# Libraries in General and Numpy in Particular

## 1. Importing Python Libraries

Part of the reason why Python is such a powerful tool for data science is that other people have written and optimized functions and wrapped them into **libraries** that we can bring into our own work.

![numpy](https://raw.githubusercontent.com/donnemartin/data-science-ipython-notebooks/master/images/numpy.png)

[NumPy](https://www.numpy.org/) is the fundamental package for scientific computing with Python. 


To use a package in your current workspace type `import` followed by the name of the library as shown below.

In [2]:
import numpy

That worked because numpy is [included with Anaconda](https://docs.anaconda.com/anaconda/packages/py3.7_osx-64/), so numpy was installed when you installed Anaconda.
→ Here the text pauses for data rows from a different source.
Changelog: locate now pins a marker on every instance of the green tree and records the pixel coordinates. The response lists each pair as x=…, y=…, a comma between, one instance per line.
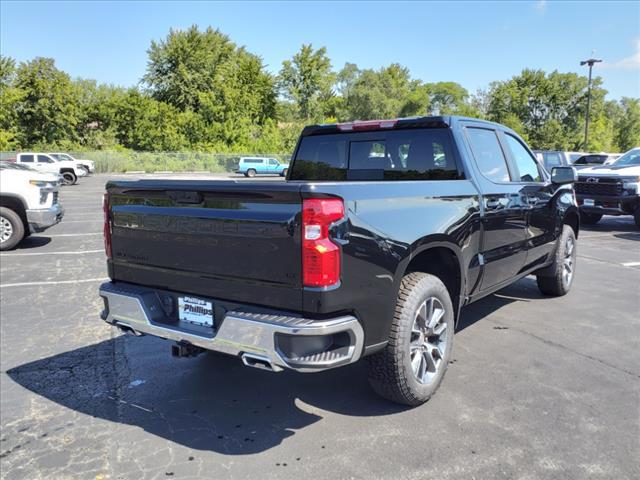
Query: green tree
x=307, y=80
x=549, y=109
x=98, y=106
x=47, y=111
x=10, y=97
x=143, y=123
x=450, y=98
x=385, y=93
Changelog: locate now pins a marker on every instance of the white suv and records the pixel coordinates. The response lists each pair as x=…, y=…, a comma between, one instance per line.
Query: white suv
x=28, y=203
x=43, y=162
x=88, y=165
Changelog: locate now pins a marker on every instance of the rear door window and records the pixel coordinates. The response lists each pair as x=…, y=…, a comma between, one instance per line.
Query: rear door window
x=552, y=159
x=488, y=154
x=412, y=154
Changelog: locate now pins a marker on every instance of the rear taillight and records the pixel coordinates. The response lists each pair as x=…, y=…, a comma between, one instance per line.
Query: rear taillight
x=107, y=225
x=320, y=256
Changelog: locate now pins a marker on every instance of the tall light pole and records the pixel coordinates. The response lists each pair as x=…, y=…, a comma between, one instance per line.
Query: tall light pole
x=589, y=62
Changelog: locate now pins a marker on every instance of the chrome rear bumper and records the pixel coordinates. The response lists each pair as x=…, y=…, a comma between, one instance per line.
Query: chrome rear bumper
x=265, y=337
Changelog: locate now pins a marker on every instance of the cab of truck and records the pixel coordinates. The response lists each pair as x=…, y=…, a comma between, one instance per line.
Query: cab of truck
x=46, y=163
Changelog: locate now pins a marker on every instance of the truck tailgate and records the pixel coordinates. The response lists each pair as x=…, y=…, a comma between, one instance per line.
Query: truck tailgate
x=237, y=241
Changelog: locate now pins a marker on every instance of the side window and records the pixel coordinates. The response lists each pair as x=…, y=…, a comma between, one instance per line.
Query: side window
x=488, y=154
x=527, y=166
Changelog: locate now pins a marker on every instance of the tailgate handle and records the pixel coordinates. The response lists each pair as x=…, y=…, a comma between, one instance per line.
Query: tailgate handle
x=185, y=197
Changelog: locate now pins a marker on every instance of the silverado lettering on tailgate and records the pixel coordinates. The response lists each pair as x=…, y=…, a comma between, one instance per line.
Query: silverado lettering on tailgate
x=198, y=226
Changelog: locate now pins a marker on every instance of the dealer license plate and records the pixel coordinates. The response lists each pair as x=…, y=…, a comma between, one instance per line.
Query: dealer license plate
x=195, y=310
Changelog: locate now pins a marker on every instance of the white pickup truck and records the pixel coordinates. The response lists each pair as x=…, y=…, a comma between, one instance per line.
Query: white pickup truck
x=612, y=189
x=43, y=162
x=28, y=203
x=83, y=163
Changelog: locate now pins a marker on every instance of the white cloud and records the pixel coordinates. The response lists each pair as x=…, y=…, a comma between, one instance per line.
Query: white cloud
x=540, y=5
x=632, y=62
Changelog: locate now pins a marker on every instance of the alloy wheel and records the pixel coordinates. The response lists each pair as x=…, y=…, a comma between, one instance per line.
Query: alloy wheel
x=6, y=230
x=568, y=262
x=428, y=344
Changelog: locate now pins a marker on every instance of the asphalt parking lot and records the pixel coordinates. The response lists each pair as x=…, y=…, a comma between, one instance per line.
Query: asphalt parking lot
x=538, y=388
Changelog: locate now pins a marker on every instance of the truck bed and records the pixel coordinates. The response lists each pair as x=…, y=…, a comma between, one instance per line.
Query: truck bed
x=221, y=239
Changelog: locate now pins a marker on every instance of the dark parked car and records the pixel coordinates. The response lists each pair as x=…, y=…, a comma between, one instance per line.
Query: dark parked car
x=594, y=159
x=556, y=158
x=382, y=232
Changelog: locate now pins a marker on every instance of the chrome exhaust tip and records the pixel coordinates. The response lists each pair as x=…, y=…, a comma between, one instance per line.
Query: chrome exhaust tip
x=258, y=361
x=128, y=329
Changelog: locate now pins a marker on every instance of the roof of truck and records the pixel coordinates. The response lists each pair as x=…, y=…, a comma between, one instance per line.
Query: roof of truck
x=441, y=121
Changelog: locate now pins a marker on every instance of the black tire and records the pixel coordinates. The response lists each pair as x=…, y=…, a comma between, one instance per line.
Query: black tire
x=555, y=281
x=10, y=220
x=69, y=178
x=391, y=371
x=590, y=218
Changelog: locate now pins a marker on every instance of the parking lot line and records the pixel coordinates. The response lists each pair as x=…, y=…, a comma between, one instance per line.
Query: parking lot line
x=54, y=282
x=97, y=220
x=75, y=234
x=79, y=252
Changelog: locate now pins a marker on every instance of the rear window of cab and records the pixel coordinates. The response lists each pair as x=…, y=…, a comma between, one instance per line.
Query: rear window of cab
x=410, y=154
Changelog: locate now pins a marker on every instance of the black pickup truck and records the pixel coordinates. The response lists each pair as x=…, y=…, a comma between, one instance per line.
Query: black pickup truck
x=380, y=235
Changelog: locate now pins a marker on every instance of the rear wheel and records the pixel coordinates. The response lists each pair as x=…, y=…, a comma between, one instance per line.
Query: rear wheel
x=563, y=269
x=69, y=178
x=411, y=367
x=590, y=218
x=11, y=229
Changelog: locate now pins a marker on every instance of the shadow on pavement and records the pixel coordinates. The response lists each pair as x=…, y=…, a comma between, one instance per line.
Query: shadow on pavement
x=33, y=241
x=628, y=236
x=211, y=402
x=524, y=290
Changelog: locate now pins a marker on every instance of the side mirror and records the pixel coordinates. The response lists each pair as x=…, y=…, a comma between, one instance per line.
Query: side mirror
x=564, y=175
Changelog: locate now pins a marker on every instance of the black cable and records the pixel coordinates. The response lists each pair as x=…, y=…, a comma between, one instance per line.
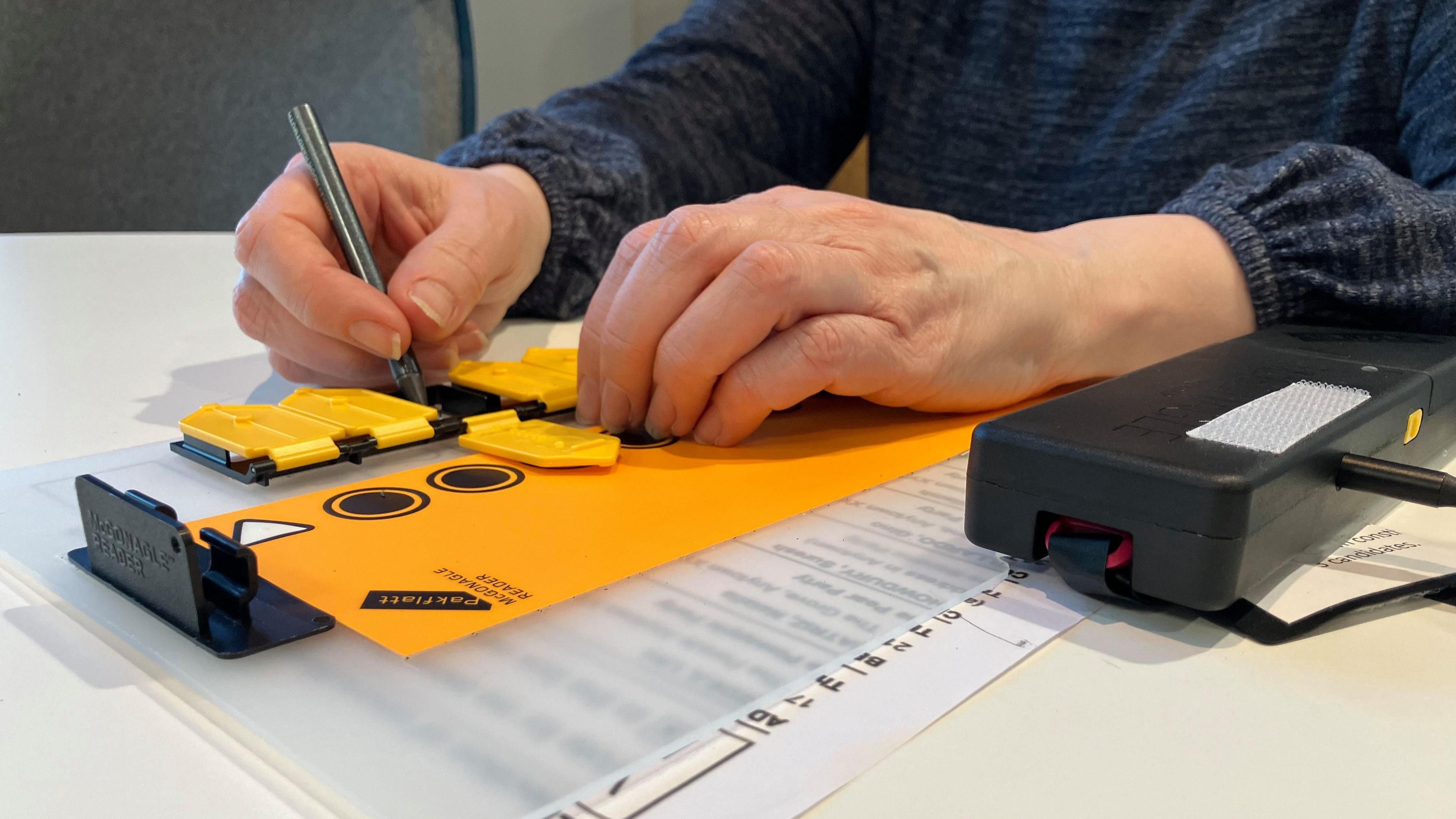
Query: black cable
x=465, y=37
x=1401, y=482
Other packages will need to be installed before you can use them.

Many packages have standard import aliases. We effect this aliasing by using the Python keyword `as`. For numpy, the standard alias is `np`.

In [3]:
import numpy as np

x = np.array([1,2,3])
print(x)
type(x)

[1 2 3]


numpy.ndarray

Of course we could use any alias we like, including Python keywords! But if we did this, we'd overwrite the meaning of those keywords.

## 2. NumPy versus base Python

Now that we know libraries exist, why do we want to use them? Let us examine a comparison between base Python and Numpy.
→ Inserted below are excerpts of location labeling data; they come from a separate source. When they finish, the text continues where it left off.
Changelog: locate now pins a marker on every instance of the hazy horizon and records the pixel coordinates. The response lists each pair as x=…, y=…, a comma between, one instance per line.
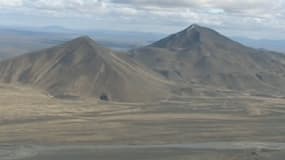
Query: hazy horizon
x=259, y=19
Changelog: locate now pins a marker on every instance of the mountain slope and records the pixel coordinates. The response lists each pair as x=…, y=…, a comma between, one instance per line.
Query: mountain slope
x=82, y=68
x=202, y=56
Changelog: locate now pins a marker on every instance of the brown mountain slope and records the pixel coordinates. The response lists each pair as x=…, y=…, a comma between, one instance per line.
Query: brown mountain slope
x=199, y=55
x=83, y=68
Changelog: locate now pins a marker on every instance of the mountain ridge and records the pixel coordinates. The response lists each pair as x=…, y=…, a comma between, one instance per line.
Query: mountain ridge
x=83, y=68
x=199, y=55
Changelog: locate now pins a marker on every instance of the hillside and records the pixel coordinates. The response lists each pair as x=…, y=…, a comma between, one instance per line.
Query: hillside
x=202, y=56
x=83, y=68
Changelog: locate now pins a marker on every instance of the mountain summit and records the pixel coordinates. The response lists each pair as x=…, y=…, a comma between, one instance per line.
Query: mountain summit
x=201, y=56
x=83, y=68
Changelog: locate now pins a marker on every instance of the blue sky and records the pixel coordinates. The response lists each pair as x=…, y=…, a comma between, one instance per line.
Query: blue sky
x=247, y=18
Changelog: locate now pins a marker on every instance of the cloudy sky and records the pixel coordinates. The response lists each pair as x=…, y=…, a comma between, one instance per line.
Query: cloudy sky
x=248, y=18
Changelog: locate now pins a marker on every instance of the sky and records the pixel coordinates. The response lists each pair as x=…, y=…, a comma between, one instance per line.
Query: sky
x=260, y=19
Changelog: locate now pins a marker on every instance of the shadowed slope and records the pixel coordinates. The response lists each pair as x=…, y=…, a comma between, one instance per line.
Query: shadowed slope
x=199, y=55
x=82, y=68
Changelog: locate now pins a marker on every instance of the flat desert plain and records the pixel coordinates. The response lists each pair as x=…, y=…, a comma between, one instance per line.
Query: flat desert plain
x=30, y=117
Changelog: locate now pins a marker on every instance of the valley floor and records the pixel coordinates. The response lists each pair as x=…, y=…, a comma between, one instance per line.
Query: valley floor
x=28, y=116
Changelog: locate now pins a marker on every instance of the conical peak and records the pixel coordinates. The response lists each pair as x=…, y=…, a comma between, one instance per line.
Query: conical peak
x=193, y=26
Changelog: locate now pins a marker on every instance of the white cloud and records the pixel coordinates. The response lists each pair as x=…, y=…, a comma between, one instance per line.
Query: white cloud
x=250, y=16
x=10, y=3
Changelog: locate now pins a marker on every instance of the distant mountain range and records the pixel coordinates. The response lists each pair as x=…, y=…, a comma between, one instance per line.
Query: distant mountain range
x=202, y=56
x=83, y=68
x=195, y=61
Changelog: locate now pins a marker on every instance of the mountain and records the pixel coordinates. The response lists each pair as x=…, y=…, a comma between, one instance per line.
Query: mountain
x=83, y=68
x=199, y=56
x=267, y=44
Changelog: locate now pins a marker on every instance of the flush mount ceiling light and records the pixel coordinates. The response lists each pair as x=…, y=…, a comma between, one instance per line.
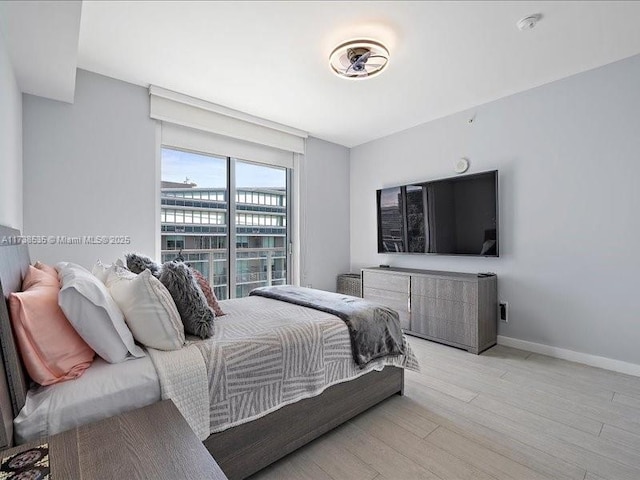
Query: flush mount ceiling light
x=529, y=22
x=358, y=59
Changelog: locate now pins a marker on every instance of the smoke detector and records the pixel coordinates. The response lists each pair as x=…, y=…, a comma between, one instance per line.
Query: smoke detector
x=528, y=22
x=358, y=59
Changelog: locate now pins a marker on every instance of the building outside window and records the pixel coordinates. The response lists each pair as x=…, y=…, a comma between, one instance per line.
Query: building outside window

Python has lists and normal python can do basic math. NumPy, however, has the helpful objects called arrays.

Numpy has a few advantages over base Python which we will look at.

In [4]:
names_list = ['Bob', 'John', 'Sally']

#use numpy.array for numbers and numpy.char.array for strings

names_array = numpy.char.array(['Bob','John','Sally'])

print(names_list)
print(names_array)

['Bob', 'John', 'Sally']
['Bob' 'John' 'Sally']


In [5]:
# Make a list and an array of three numbers

#your code here
numbers_list =
numbers_array =

SyntaxError: invalid syntax (<ipython-input-5-15ae7e855c91>, line 4)

In [6]:
# multiply your array by 3



In [7]:
# multiply your list by 3



Numpy arrays support the _div_ operator while python lists do not. There are other things that make it useful to utilize numpy over base python for evaluating data.
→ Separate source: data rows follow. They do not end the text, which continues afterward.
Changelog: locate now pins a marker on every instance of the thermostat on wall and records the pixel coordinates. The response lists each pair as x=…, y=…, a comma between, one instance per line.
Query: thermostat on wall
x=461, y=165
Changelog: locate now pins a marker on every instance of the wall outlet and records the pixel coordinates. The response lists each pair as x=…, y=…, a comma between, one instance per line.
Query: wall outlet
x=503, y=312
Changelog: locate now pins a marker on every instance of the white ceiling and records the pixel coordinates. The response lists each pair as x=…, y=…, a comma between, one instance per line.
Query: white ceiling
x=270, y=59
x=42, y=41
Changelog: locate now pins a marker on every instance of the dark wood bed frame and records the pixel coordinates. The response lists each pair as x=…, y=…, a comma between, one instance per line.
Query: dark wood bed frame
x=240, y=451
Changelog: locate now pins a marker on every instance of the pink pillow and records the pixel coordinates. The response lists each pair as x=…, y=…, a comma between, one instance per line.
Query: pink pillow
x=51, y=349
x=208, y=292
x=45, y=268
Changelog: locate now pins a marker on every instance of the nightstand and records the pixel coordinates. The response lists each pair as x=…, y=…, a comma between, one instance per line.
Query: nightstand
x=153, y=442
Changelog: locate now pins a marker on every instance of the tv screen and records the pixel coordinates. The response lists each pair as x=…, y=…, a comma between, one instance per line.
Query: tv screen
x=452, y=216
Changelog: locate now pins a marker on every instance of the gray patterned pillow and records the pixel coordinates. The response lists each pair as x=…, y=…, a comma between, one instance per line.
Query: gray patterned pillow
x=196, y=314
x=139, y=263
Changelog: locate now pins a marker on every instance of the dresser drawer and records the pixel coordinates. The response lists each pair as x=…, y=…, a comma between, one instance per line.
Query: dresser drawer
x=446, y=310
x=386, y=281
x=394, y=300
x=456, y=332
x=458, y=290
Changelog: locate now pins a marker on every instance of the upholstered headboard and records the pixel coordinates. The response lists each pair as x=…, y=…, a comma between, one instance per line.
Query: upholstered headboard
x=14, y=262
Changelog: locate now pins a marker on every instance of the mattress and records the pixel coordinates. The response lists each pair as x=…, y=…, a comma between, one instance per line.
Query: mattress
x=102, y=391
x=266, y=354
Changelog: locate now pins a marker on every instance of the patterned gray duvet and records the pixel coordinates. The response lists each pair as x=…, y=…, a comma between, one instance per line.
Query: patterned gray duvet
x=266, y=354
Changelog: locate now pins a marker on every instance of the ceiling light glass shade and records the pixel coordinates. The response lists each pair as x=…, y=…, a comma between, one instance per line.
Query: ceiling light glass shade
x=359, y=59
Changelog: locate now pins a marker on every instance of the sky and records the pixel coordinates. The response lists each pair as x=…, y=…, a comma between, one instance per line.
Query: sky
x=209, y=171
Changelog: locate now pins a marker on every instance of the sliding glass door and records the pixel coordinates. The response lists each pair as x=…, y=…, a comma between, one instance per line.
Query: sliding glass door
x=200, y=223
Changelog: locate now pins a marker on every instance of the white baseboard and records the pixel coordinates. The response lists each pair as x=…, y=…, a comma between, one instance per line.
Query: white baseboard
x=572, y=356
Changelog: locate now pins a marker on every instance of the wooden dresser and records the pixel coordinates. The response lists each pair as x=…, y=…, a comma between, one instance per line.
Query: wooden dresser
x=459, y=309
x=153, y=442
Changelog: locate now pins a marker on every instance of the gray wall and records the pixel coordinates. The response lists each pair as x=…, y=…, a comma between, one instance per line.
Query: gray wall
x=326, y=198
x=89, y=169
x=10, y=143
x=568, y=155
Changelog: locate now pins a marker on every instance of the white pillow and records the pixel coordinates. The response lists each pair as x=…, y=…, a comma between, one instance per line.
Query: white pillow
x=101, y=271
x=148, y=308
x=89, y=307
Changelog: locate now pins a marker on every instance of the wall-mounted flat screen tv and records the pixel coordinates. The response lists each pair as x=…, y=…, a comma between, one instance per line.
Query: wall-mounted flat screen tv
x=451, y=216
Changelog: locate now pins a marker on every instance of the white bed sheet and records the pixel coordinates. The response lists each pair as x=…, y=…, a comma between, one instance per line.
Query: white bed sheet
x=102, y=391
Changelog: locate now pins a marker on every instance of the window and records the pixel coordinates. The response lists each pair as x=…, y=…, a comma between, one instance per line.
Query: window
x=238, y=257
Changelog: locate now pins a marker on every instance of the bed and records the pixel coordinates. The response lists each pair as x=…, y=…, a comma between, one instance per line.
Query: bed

Below, you will find a piece of code we will use to compare the speed of operations on a list and operations on an array.

In [8]:
size_of_vec = 1000

X = range(size_of_vec)
Y = range(size_of_vec)

In [9]:
%timeit [X[i] + Y[i] for i in range(len(X))]

318 µs ± 4.07 µs per loop (mean ± std. dev. of 7 runs, 1000 loops each)


In [10]:
X = np.arange(size_of_vec)
Y = np.arange(size_of_vec)

In [11]:
%timeit X + Y

973 ns ± 19.1 ns per loop (mean ± std. dev. of 7 runs, 1000000 loops each)


## 3. What Else Can Numpy Do?

Type `numbers_list.` and then hit `TAB`. What options do you have?

In [12]:
numbers_list.

SyntaxError: invalid syntax (<ipython-input-12-d0684ed2a409>, line 1)

The names of standard Python list attributes and methods appear:

- `append(x)` (add x to the end of the list)
- `clear()` (delete all elements of the list)
- `copy()` (make a copy of the list)
- `count(x)` (return the number of instances of x in the list)
- `extend([x, y])` (add x and y to the end of the list)
- `index(x)` (return the position in the list of x)
- `insert(x, y)` (insert y into position x in the list)
- `pop(i=-1)` (remove and return the element at position i in the list)
- `remove(x)` (remove x from the list)
- `reverse()` (reverse the order of the elements of the list)
- `sort()` (sort the elements of the list)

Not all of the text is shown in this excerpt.